Sehari-hari, Klemens Eka Hayon (35) adalah pegawai negeri sipil dan staf di bagian Poli Gizi Puskesmas Oka, Kecamatan Larantuka, Flores Timur, Nusa Tenggara Timur. Di luar itu, ia adalah pejuang lingkungan, penggerak anak muda lintas komunitas di Larantuka agar mau mengambil bagian menjaga lingkungan.
Dari jauh, kios kecil di Lorong Statistik, Kelurahan Sarotari Tengah, Larantuka, Flores Timur, Nusa Tenggara Timur, Rabu (1/11/2023), itu terlihat biasa saja. Tetapi saat berada lebih dekat, kios itu unik, mulai nama, ornamen-ornamen, hingga konsepnya jualannya.

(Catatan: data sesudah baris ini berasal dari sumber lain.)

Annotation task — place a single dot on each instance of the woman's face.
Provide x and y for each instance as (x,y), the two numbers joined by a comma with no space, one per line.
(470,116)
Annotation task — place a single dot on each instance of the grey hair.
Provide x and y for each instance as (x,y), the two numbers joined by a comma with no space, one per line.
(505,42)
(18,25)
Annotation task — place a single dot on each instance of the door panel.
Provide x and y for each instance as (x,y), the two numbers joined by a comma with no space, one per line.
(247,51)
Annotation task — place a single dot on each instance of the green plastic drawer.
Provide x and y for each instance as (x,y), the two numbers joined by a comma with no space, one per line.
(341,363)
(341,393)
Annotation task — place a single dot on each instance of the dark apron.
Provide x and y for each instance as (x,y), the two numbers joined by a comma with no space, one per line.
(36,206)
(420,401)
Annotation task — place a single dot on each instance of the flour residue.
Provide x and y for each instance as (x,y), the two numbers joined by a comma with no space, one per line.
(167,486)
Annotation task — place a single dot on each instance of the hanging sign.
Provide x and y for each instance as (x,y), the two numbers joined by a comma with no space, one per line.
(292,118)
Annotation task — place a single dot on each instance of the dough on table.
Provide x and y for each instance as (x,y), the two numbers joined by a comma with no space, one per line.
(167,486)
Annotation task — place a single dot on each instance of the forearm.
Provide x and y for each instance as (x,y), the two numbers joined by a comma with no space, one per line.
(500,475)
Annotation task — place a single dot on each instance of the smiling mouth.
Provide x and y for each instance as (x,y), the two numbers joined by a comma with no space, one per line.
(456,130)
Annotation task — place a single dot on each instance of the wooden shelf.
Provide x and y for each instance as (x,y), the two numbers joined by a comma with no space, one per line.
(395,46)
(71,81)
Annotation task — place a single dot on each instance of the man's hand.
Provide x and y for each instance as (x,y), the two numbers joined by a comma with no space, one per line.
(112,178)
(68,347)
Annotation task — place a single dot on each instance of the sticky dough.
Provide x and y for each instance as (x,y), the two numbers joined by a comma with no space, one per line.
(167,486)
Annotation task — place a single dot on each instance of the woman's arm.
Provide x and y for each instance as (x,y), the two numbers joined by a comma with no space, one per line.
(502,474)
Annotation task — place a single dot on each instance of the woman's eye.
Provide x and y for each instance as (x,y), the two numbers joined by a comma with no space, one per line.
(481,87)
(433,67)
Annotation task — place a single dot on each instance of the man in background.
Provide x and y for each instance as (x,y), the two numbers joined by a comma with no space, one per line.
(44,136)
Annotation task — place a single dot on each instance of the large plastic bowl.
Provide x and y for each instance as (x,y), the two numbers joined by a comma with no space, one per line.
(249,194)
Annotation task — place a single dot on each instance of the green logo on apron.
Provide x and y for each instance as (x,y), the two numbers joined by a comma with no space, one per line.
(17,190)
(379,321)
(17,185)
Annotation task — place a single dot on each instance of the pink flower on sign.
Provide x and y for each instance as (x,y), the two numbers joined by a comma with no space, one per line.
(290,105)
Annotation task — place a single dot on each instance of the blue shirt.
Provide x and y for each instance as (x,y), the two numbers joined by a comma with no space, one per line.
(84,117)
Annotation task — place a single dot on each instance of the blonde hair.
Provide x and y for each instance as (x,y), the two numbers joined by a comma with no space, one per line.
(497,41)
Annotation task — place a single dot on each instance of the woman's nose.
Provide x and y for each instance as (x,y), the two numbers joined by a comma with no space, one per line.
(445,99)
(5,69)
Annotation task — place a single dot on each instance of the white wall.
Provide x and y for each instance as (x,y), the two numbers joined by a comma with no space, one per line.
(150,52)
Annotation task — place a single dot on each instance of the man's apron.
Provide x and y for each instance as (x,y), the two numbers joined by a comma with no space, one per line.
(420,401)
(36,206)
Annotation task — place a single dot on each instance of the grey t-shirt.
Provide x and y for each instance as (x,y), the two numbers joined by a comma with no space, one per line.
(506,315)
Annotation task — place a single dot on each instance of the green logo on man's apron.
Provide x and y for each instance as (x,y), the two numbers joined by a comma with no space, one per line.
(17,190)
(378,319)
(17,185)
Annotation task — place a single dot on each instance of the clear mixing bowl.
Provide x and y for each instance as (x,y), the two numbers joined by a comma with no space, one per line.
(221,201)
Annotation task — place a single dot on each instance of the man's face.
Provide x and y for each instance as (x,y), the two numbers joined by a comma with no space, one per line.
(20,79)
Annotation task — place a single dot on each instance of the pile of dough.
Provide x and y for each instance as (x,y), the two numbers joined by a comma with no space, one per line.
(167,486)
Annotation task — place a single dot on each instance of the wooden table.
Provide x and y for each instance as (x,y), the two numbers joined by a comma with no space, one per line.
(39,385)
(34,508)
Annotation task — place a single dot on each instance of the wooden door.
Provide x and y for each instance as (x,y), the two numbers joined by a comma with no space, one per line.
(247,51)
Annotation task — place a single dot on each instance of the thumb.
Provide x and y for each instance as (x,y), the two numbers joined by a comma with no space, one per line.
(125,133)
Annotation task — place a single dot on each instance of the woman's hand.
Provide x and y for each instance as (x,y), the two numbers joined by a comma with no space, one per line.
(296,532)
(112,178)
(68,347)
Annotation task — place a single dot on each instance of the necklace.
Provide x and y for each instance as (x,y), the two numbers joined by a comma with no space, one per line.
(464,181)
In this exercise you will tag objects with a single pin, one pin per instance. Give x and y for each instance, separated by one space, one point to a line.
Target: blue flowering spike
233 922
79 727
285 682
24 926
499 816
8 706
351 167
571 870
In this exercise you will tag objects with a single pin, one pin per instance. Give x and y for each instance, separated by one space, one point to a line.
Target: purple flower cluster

Namanya Kios Laut Bukan Tempat Sampah. Nama itu menyambut dan pasti dibaca siapa saja yang datang berbelanja, termasuk mereka yang melintas. Pesannya menohok, mengingatkan orang bahwa laut bukanlah tempat sampah.
Di bagian depan kios, juga ada sketsa penyu dan pesan singkat lain. ”Terima kasih so belanja te pake kantong keresek” yang kira-kira berarti terima kasih sudah berbelanja tanpa kantong keresek. Pesan serupa juga tertulis di tembok kiri kios, ”Di pantai dan di laut, hewan tidak meninggalkan sampah. Manusia iya. Tolong berperilakulah seperti hewan”.
Kios Laut Bukan Tempat Sampah adalah salah upaya Klemens untuk membangun kesadaran masyarakat di Larantuka agar peduli terhadap lingkungan, khususnya penanganan sampah plastik. ”Kios ini dibangun pada November 2021. Awalnya bantu mama supaya punya aktivitas,” kata Klemens yang akrab disapa Kempi.
Dalam perjalanannya, Kios ini menjadi salah satu alat kampanye Kempi. Keunikan kios itu, tidak hanya nama kios dan pesan-pesan yang ditulis di sana, tetapi juga tawaran lain. Misalnya potongan harga jika belanja tanpa kantong plastik.
”Jika membeli enam butir telur dan tanpa kantong keresek atau pembeli memakai tas belanja kain, akan dapat potongan Rp 500. Begitu juga jika belanja barang kelipatan 50.000 tanpa keresek,” ujarnya.
Kiosnya menjual tumbler, sedotan nonplastik, dan juga dilengkapi dengan bak sampah. Ada juga isi ulang air gratis bagi yang membawa tumbler ke sana. ”Sudah ada yang datang isi ulang tumbler seperti anak SD dan SMP,” kata Kempi.
Komunitas
Sebelum membuka kios tersebut, Kempi lebih dulu bergabung dengan Komunitas Trash Hero di Larantuka pada 2019. Bersama komunitas itu, Kempi terlibat kegiatan bersih-bersih pantai rutin. Hal itu sekaligus menjadi awal gerakan yang ia lakukan hingga sekarang.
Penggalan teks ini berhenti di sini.